Notably, 12,895 variants have clinical annotations (pathogenic, unknown, or benign) from at least two different laboratories and 17% of the time, those annotations did not agree. For example, at least 220 of the “pathogenic” variants pulled in from OMIM (the largest contributing database) are classified by clinical laboratories as either benign or unknown significance.

It is clear that the guidelines for variant interpretation differ between laboratories, and need to be standardized. Even so, adopting standards and making the effort to share clinical variant findings and annotations (along with the relevant phenotype data) is critical to the success of rare disease research. ClinVar seems to be taking us in the right direction.


Rehm HL, Berg JS, Brooks LD, Bustamante CD, Evans JP, Landrum MJ, Ledbetter DH, Maglott DR, Martin CL, Nussbaum RL, Plon SE, Ramos EM, Sherry ST, Watson MS, & ClinGen (2015). ClinGen – The Clinical Genome Resource. The New England journal of medicine PMID: 26014595

26,951 thoughts on “Clinical Sequencing Data Sharing Is Essential

  1. Thank you for all of your work on this website. Kate really loves setting aside time for internet research and it is easy to see why. I hear all concerning the powerful tactic you create simple guidance on this web blog and as well as improve response from visitors on this content so our child is actually being taught a whole lot. Enjoy the rest of the new year. You have been doing a very good job.

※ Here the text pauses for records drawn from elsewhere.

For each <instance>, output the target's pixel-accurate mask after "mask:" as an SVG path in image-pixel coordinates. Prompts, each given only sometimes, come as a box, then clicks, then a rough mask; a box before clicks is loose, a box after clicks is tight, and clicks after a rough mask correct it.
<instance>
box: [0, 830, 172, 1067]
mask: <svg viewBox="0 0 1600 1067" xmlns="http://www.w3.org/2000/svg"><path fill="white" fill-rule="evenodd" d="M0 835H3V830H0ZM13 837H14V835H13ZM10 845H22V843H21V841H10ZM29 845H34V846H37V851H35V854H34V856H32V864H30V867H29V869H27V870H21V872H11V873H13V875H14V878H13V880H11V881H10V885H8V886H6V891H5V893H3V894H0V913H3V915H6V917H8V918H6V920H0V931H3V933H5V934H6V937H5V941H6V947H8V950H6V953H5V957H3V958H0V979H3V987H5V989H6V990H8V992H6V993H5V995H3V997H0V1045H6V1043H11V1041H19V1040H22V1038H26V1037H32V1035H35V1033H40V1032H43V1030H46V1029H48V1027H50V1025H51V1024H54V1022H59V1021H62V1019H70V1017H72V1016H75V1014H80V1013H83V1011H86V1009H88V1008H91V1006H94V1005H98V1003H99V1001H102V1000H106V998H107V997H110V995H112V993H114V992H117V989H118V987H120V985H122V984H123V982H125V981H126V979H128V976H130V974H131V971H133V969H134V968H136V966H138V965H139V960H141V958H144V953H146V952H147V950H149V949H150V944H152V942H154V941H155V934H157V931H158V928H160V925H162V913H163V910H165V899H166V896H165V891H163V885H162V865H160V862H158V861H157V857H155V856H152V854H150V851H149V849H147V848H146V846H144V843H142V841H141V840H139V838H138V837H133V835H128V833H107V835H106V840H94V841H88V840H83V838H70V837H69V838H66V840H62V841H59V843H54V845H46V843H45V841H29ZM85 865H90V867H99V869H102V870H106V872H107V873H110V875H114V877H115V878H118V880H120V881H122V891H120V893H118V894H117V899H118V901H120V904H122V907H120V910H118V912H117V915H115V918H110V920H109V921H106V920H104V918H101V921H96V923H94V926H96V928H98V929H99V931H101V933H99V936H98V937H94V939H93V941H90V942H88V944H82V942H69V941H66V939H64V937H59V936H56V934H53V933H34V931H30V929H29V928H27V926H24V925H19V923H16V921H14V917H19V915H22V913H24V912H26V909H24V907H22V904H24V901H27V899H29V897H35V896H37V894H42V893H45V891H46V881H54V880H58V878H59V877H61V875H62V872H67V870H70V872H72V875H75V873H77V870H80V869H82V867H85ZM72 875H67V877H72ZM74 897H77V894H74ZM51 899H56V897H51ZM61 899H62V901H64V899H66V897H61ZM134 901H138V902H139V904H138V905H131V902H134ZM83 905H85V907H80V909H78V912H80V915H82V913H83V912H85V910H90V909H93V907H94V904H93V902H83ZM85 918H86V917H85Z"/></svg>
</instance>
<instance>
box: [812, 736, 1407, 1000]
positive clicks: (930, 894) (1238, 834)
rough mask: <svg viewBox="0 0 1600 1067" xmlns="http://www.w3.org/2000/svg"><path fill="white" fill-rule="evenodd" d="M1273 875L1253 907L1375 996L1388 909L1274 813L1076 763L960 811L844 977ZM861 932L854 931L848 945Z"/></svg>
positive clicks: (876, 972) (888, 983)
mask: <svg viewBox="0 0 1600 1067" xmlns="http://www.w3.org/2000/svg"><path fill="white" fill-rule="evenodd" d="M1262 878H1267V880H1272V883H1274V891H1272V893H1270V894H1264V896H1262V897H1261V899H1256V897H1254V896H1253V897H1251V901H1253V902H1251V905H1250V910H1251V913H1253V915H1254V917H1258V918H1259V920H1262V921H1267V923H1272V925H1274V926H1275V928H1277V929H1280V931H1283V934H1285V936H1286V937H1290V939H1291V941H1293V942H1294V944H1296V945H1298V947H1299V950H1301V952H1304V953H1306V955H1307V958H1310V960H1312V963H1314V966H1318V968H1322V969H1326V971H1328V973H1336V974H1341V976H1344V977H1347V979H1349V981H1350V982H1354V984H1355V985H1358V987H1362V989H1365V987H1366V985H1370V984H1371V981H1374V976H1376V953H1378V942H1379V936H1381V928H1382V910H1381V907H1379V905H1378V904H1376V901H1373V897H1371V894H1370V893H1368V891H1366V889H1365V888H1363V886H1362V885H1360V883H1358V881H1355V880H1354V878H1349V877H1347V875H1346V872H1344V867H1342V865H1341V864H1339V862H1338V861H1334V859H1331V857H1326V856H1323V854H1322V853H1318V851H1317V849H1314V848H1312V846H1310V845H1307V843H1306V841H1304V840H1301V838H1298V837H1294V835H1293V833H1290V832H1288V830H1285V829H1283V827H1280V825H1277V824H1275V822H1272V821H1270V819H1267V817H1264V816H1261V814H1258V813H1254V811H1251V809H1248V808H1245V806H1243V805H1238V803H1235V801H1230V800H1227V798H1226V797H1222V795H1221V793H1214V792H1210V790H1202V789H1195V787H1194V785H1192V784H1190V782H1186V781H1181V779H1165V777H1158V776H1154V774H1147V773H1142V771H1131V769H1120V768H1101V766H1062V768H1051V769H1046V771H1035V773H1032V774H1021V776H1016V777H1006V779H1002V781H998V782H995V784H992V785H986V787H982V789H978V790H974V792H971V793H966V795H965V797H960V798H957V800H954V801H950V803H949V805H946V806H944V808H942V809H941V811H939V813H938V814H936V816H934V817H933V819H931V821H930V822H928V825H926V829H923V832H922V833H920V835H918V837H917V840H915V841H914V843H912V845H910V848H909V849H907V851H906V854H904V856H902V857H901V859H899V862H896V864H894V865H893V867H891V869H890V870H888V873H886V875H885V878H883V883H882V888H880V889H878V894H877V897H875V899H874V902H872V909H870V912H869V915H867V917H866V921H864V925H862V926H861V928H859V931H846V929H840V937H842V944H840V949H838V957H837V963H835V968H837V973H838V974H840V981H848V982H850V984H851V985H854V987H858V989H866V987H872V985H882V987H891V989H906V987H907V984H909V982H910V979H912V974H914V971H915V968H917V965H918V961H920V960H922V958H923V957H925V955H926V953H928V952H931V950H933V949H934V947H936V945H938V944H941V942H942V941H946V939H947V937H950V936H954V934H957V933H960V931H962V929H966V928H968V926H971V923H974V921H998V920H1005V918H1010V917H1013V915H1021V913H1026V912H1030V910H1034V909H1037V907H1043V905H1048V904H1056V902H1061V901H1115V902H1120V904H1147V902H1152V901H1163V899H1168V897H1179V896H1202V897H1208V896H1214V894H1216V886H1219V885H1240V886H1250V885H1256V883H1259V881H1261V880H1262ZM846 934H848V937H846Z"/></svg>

  2. Thank you a lot for providing individuals with remarkably pleasant possiblity to discover important secrets from here. It really is very pleasing and also packed with fun for me personally and my office fellow workers to search your web site not less than 3 times per week to learn the newest guidance you have. And lastly, I’m at all times impressed with your unique points you give. Certain 4 points in this posting are unquestionably the most efficient we have all ever had.

  3. ケイトスペード ハンドバッグ|ケイト?スペード ニューヨークの通販のオンラインショップでは、ケイトスペード バッグ,ケイトスペード 財布,ケイトスペード iphoneケース,ケイトスペード リュック,ケイトスペード 店舗など豊富な商品をラインナップ。【期間限定】ネット注文なら10,000円( 税別)以上購入で全国どこでも ◇送料無料! カテゴリー:ケイトスペード ハンドバッグ

  4. Great post. I was checking constantly this blog and I am impressed!
    Very helpful information specially the last
    part :) I care for such information much. I was seeking this particular information for a very long
    time. Thank you and good luck.

  5. s ѕhows tɦat the producer has expeгienced some time to further
    іmprove their workmanship. Thiss article will examine the qսestiߋn how does thee housing market create
    a recessіon — and keep it going longer than iit might otherwise last.
    For small kitchen, design a cut off Taiwan Island, the half-wall effeϲt, the small kitfhеn wiⅼl be cⅼosed more than transparent, while maіntaining their ⲟwn community kitchen meals.

Leave a Reply

Your email address will not be published.